The size and morphology of the GONs were examined by using transmission electron microscopy (TEM, JEOL 2100F). The TEM samples were prepared by dropping the diluted colloid onto a carbon film mesh supported on a copper grid and drying it in air. Atomic force microscopic (AFM) images were taken on a MultiTask AutoProbe CP/MT Scanning Probe Microscope (Veeco Instruments, Woodbury, NY). Imaging was done in tapping mode using a V-shaped 'Ultralever' probe B and nominal tip radius 10 nm. The diluted GONs colloid was dropped onto a freshly cleaved mica. After the mica was dry, the GONs-OA were imaged. FT-IR spectra were recorded with a Bruker Equinox V70 FT-IR spectrometer in dry KBr pullet in the range of 400–4,000 cm-1. A thermogravimetric analyzer (TG-DTG, Netzsch STA 449C) was used for thermogravimetric analysis and calculation of the decomposition activation energy (sample mass: about 15.0 mg; atmosphere, flowing dry nitrogen). The UV–Vis spectra of the octane suspensions containing GONs were measured on a Shimadzu UV2550 UV–Vis spectrometer. In order to determine the concentration of the suspension, the calibration line was constructed by measuring UV–Vis spectra absorption intensities of the suspensions at different concentrations (0.1–0.5 mg mL-1). The standard solution with 0.5 mg mL-1 was prepared through the following process. At first, 20 mL of 0.5 mg mL-1 aqueous solution containing GONs was prepared, then 50 mg oleylamine was added, after that GONs-OA would be transferred to 20 mL octane, and the resulting was the octane suspension containing GONs with the concentration 0.5 mg mL-1. To determine the maximum solubility of the suspension, the supernatant solution of the saturated suspension was diluted several times for the measurement of UV–Vis spectra until the absorbance fitting in the range of calibration line. Based on the calibration line, the concentration of the diluted solution could be determined. Finally, the maximum solubility could be obtained based on the times of the dilution.
Results and Discussions
Kahn prepared soluble oxidized single-walled carbon nanotubes (SWNT) in organic and aqueous solvents through derivatization using 2-aminomethyl-18-crown-6 ether (CE) . They proposed that SWNT and CE formed SWNT-CE adduct, arising from a twitter ionic interaction between a protonated amine on CE and an oxy-anion from a carboxylic acid group, creating a COO-NH3+ ionic bond. Li et al. investigated the extraction of maleic acid using trioctylamine, and they found the amine formed 1:1 complexation with maleic acid through ion pairing . Zhou et al. reported the crystal structure of the ethylamine salt of 2-(4-isobutylphenyl) propionic acid , and the result verified the above proposition. In the paper, there is a strong interaction between oleylamine and GONs, and the interaction is very similar to that between SWNT and CE.

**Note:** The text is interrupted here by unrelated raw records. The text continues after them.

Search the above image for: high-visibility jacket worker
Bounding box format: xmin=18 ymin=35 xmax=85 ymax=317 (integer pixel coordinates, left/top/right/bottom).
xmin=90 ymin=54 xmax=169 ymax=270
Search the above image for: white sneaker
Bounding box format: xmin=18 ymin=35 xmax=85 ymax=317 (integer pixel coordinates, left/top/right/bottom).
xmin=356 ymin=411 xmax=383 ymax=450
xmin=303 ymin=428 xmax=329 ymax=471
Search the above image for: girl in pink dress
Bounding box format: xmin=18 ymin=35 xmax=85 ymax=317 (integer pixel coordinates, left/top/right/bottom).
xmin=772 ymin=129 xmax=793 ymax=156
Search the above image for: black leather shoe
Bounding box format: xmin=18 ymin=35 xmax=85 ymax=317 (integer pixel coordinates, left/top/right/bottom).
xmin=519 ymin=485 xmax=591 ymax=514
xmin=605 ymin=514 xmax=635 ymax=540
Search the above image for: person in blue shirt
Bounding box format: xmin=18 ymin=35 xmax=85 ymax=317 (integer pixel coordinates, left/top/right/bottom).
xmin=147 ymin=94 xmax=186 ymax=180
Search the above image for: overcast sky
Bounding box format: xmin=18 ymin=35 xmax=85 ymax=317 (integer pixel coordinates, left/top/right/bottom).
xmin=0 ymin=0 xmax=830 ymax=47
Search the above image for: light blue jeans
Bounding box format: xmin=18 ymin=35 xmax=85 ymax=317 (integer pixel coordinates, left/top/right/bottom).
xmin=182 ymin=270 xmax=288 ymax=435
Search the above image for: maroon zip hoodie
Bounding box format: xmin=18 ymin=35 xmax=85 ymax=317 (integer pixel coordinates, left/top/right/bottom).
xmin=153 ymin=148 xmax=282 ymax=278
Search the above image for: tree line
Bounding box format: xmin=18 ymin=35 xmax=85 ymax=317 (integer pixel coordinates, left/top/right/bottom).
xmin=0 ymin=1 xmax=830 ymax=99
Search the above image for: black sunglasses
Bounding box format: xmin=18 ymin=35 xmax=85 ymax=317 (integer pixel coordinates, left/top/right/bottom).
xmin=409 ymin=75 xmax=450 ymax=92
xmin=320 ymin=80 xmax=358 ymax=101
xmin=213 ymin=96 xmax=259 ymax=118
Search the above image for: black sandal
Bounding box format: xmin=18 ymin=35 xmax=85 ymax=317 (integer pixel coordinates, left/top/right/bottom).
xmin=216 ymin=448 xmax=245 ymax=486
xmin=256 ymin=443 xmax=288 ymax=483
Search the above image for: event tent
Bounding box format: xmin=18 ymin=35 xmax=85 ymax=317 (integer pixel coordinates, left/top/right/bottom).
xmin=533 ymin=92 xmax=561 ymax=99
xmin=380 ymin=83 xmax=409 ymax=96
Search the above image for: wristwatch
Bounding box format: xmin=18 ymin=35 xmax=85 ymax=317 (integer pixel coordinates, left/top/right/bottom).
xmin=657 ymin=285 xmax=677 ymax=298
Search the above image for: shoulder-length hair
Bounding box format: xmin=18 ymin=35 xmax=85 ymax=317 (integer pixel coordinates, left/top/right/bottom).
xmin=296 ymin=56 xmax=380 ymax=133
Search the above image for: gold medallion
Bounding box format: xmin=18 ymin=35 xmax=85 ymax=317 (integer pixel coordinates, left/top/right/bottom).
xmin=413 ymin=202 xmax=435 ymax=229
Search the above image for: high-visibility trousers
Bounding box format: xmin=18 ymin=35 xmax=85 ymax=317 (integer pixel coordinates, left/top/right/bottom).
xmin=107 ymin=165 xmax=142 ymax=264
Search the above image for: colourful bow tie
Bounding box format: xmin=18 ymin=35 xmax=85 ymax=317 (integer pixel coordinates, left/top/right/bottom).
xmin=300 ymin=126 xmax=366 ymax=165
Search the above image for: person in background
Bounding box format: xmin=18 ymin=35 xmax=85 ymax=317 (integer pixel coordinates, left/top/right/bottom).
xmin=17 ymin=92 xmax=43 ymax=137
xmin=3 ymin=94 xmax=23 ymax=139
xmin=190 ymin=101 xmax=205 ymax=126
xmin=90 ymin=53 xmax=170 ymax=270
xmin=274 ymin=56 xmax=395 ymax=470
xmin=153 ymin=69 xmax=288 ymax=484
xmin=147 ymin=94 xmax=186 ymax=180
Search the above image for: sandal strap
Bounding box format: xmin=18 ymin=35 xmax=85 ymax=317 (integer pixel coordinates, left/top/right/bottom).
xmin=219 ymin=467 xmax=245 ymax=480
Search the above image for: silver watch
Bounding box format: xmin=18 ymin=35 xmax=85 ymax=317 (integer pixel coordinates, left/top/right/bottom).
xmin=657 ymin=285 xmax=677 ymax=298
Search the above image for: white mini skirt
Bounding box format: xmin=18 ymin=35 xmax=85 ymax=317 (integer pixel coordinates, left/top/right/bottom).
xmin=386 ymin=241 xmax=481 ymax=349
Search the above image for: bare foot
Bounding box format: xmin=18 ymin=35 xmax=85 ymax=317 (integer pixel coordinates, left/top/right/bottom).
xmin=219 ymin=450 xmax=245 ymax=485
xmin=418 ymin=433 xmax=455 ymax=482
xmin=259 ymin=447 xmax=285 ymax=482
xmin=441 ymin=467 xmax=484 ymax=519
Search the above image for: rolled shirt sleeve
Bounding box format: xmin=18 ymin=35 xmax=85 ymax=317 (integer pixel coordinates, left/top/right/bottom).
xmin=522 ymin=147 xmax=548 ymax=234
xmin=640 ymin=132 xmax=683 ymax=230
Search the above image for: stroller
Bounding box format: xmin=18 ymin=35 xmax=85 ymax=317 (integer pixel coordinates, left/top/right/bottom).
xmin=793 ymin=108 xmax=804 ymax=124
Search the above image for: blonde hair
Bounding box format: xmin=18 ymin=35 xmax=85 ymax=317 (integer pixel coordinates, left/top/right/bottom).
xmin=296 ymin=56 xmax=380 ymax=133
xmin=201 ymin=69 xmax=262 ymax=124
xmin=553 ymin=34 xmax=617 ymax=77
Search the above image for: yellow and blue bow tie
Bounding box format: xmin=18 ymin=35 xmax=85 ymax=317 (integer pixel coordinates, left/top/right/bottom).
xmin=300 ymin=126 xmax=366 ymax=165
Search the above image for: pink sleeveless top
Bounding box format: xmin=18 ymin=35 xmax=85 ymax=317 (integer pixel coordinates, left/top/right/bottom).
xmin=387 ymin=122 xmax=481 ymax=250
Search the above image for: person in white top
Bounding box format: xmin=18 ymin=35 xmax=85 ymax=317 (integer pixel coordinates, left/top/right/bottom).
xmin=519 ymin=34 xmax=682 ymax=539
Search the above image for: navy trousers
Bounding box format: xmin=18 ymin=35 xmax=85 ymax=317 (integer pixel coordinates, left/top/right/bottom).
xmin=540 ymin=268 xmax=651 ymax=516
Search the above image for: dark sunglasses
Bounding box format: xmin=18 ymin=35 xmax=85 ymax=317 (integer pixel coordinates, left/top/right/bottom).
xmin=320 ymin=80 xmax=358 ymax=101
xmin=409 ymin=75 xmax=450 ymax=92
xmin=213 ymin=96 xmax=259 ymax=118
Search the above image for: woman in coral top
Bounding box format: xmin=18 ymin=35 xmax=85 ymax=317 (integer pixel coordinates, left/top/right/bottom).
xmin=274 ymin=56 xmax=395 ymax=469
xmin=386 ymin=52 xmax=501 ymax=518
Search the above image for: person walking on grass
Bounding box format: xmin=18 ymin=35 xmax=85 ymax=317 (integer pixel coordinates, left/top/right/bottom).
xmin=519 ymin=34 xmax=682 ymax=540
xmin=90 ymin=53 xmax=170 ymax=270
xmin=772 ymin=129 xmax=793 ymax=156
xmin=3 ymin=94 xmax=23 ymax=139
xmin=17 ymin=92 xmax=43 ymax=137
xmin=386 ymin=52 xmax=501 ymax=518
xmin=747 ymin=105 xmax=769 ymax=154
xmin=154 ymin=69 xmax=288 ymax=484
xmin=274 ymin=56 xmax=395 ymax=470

Optimizing the dispersion of graphene oxide in non-polar solvent is vital for the application and production of graphene-based composites. Synthetic methods for the colloidal suspensions containing graphene and graphene oxide are one of research hotspots. In this paper, the phase transfer method was applied to prepare homogeneous and stable suspensions containing GONs in non-polar solvents. Compared with the traditional three-step method, phase transfer strategy is very simple. Due to the strong interaction between oleylamine and GONs, almost all the GONs could be transferred to the organic phase with high efficiency. The size of GONs-OA was in the range of 300–800 nm, and GONs-OA always existed in the state of corrugation and scrolling. Almost all the sheets were single-layer graphene oxide, and the thickness of GONs-OA was uniform. Due to the presence of oleylamine absorbed on both sides of the GONs, the average thickness of GONs-OA was about 1.3 nm. The FT-IR spectra clearly confirmed that oleylamine molecules were attached to GONs through chemical absorption. The thermo-gravimetric analysis of GONs-OA illustrated that about 11.4% carbon atoms were absorbed by oleylamine. The decomposition activation energy calculated through Ozawa and Kissinger method were 234.31 and 234.84 kJ mol-1, respectively, indicating the strong interaction between oleylamine and GONs. The solubility of GONs-OA in octane was quantitatively characterized by UV–Vis spectroscopy, and the maximum solubility of GONs-OA in octane solvent was up to 3.82 mg mL-1.
The work was supported by Program for New Century Excellent Talents in University (NECT-10-883), Innovation Program of Shanghai Municipal Education Commission (10YZ199), the National Science Foundation of China (50876058), Shanghai Educational Development Foundation and Shanghai Municipal Education Commission (08CG64) and the Program for Professor of Special Appointment (Eastern Scholar) at Shanghai Institutions of Higher Learning.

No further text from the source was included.